YENİDEN YENİ YIL

Bu blogdaki ilk yayınımın bundan tam tamına iki sene önceye denk gelmesi tesadüf mü, yoksa bir mesaj mı çıkarmalıyım bu durumdan? Bütün bir sene yazacaklarımı biriktirip, aklımda oluşturup, sonra üşenip, sonra üşendiğime pişman olup, "haydi bari sene bitmeden yapayım şu işi" demelerimin somut bir yansıması mı?

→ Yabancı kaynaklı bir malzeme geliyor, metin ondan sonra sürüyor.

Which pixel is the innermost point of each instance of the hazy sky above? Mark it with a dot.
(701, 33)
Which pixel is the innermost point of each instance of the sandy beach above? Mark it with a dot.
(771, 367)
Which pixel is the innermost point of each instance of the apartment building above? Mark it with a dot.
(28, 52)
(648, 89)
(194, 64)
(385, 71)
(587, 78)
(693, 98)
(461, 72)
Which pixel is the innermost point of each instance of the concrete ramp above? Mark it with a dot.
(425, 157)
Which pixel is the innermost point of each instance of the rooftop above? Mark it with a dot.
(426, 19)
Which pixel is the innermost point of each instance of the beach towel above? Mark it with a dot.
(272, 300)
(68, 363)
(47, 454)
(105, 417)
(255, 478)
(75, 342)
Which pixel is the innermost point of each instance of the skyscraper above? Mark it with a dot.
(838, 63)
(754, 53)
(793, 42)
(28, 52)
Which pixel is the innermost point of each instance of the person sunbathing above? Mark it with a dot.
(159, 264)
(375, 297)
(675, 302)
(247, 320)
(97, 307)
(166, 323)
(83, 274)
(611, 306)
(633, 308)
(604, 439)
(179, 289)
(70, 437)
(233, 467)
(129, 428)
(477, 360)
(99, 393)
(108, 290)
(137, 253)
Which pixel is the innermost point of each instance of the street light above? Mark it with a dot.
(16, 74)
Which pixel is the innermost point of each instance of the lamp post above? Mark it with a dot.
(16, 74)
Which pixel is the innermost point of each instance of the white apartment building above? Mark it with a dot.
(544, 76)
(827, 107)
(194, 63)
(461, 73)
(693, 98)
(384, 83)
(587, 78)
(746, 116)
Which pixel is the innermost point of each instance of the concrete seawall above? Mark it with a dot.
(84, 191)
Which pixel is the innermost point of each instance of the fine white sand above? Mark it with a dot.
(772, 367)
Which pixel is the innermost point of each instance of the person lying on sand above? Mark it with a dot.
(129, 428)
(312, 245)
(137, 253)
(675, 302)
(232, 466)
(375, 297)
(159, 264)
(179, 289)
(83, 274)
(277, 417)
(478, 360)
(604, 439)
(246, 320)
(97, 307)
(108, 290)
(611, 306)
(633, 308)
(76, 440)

Son dört beş yıldır, yeni yıl yaklaşırken bir kaç dilek notu yazıyorum "evrene". Sonra çekmeceye koyup unutuyorum. Tabii ki,ailemin iyiliği, dirliği ile beraber kendim için aklımın başımda kalmasını, elimin ayağımın tutmasını, gözümün görmesini, hayat enerjimin bulamayacağım yerlere kaçmamasını diledim. Bir ay sonra da sol göğsümde bir tümör beslediğimi öğrendim. Sol göğsüm alındı ve 5 ay kemoterapi gördüm. Bu artık çağımızın hastalığı; çok daha kötü durumda olan insanlar olduğu için, ağlayıp sızlanmak yerine, kabullendim. Belki de ciddiye almamaya uğraştım demeliyim. Tek memeyle yaşayabilirdim; sonuçta kesilip atılamayacak bir yerimde olmasından iyidir. Gözüm hala görebilir, elim hala tutabilir vaziyette. Ayaklarımın üstündeyim ve bunun için şükrediyorum. Daha ileri bir aşamada ortaya çıkabilirdi. Saçlarım döküldüğünde bir gün bile aynaya bakmadım. Lavaboya eğik şekilde yüzümü yıkadım, dişlerimi fırçaladım. Bonemi el yordamı ile bağladım. Tek arzum tekrarlamaması veya bedenimin başka bir yerinde ortaya çıkmaması...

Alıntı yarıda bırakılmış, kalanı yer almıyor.